A la fin du printemps et en début d’automne, l’oasis de Taghit reçoit de nombreux visiteurs venant parfois des wilayas du Nord pour faire un tourisme particulier: il s’agit de curistes en quête de soin pour leurs rhumatismes et autres maladies articulaires par des bains de sable chaud. La sabulumthérapie (du latin sabulum, sable), cure de sable chaud, mettant à profit les propriétés absorbantes du sable et la chaleur du soleil, a de tout temps été pratiquée dans la région comme traitement pour les rhumatismes et les maladies articulaires sans faire pour autant l’objet d’une quelconque prescription médicale. Les gens de Berbi, un ksar distant de quelque 4 km de Taghit, profitant de l’opportunité qui leur est offerte, étendent les indications à de nombreuses formes de rhumatismes chroniques: arthroses, névralgies, douleurs vertébrales ou des membres. Bien évidemment, la foire fait le larron. Certaines familles offrent le gîte et la nourriture pour 350 Da par jour et par personne. Celui qui se charge de vous ensevelir le corps au pied de la dune, vous fournit de l’eau fraîche, car il faut faire attention à la déshydratation, vous sert aussi un bol de soupe aux herbes médicinales, empoche lui aussi 100 Da par personne. Certains curistes rencontrés sur place louent les bienfaits du sable chaud. Abdelhamid, originaire de Saïda et qui dit venir sur les lieux depuis de nombreuses années, assure, qu’après chaque cure, son état de santé s’améliore. 
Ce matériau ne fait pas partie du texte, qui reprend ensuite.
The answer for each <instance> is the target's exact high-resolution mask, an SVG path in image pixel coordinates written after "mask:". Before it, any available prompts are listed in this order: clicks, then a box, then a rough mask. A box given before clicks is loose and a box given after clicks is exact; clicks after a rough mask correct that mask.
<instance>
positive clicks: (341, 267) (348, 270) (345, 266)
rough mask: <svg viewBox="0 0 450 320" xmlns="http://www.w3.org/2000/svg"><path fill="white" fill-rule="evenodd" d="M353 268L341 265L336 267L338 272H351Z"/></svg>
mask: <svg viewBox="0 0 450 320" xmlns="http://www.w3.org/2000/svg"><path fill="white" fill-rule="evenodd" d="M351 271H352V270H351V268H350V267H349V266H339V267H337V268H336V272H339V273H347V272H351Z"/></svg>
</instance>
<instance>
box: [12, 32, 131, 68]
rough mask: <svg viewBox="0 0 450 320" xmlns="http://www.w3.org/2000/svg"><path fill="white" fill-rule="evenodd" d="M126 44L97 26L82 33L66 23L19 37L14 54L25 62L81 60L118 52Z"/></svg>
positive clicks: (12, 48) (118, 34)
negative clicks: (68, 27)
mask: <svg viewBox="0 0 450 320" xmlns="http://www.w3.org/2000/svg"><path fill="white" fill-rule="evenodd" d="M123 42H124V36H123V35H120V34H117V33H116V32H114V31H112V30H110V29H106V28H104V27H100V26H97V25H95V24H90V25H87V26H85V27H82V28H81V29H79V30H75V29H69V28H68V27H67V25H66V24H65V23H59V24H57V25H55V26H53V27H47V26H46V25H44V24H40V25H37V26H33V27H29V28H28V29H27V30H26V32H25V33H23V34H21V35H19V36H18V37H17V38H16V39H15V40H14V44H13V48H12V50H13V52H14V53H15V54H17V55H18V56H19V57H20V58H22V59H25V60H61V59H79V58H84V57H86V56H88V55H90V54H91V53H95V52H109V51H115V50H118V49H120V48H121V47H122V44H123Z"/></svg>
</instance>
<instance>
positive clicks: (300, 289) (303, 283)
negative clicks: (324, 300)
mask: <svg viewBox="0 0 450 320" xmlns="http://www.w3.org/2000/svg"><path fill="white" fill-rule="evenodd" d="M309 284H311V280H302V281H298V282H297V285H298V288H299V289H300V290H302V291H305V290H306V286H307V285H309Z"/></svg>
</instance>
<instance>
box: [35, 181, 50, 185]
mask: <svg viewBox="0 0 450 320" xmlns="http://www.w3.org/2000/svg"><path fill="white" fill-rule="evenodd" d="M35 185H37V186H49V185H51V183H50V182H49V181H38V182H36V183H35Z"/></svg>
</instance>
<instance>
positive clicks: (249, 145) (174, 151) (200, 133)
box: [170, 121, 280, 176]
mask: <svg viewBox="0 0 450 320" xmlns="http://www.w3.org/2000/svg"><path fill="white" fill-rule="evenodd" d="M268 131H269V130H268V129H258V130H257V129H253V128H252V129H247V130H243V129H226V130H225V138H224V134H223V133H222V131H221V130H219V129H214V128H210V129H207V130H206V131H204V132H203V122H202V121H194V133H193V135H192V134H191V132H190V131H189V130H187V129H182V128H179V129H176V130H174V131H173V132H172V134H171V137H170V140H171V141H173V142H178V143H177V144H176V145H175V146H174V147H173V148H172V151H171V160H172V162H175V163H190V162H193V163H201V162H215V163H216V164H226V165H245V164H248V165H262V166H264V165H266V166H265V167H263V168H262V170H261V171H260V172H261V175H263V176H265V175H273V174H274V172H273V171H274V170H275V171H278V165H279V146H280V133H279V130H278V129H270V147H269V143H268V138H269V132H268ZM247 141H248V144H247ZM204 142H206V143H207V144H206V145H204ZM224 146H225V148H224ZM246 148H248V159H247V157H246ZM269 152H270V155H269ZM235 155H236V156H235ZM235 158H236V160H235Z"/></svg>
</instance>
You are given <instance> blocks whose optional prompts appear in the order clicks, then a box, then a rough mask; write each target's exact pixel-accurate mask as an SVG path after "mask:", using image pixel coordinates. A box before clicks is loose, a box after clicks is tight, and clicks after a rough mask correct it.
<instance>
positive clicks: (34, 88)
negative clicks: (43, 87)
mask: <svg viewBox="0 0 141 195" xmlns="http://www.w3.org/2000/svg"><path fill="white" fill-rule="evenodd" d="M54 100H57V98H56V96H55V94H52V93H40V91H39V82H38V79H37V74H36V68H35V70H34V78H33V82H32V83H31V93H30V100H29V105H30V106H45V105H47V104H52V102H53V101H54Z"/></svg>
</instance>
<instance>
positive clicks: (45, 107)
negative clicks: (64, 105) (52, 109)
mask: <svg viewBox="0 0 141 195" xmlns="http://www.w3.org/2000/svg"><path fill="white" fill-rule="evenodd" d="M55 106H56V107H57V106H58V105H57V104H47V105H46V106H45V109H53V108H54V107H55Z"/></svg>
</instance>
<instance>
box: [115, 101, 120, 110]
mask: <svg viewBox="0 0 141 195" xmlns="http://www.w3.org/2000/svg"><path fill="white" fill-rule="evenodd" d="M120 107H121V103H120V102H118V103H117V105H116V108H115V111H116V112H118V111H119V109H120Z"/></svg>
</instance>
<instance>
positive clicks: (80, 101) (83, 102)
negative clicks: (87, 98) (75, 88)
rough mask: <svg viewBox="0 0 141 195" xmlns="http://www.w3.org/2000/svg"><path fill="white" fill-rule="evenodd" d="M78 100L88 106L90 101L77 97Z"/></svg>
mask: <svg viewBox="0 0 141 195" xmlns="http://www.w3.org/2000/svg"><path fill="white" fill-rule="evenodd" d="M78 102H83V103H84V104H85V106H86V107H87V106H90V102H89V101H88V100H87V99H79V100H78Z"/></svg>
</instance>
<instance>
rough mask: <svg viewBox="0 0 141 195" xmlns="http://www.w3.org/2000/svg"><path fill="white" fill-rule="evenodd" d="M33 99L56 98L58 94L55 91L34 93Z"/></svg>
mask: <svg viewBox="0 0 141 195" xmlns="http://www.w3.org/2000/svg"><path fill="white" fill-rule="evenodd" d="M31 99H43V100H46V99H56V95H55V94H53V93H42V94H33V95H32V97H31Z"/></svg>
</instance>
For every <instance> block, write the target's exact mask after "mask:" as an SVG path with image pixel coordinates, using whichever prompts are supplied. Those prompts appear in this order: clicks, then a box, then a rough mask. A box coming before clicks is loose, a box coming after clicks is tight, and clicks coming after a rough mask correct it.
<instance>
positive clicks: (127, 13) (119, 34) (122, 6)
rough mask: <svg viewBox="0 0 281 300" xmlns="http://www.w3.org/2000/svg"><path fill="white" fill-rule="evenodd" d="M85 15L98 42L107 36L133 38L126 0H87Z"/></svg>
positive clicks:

A quelques mètres plus loin, A. Yahyaoui, enseignant de la wilaya de Naâma, énumère sans tarir les bienfaits de ce genre de cure. Il dit s’être débarrassé des injections et baumes depuis qu’il s’est habitué aux cures de sable chaud. Selon ce connaisseur, la cure doit durer au moins une semaine pour pouvoir constater les résultats. Il est à conseiller aux intéressés de prendre l’avis d’un médecin avant d’entreprendre pareille aventure. Ceux que nous avons consulté sur ce sujet disent que les bains de sable sont déconseillés aux hypertendus, aux sujets âgés ou atteints d’artériosclérose. De même que l’exposition intempestive et prolongée au soleil peut causer des brûlures. Du point de vue touristique, Taghit peut être considérée à juste titre comme étant la perle des oasis de la Saoura. Son panorama est introuvable nulle part ailleurs et son coucher de soleil sur la dune lui valent le surnom de Taghit l’enchanteresse. Du point de vue infrastructure de tourisme, son hôtel a remporté un prix international de gastronomie en 2006. 

Source : M. Ahmed, La voix de l'Oranie.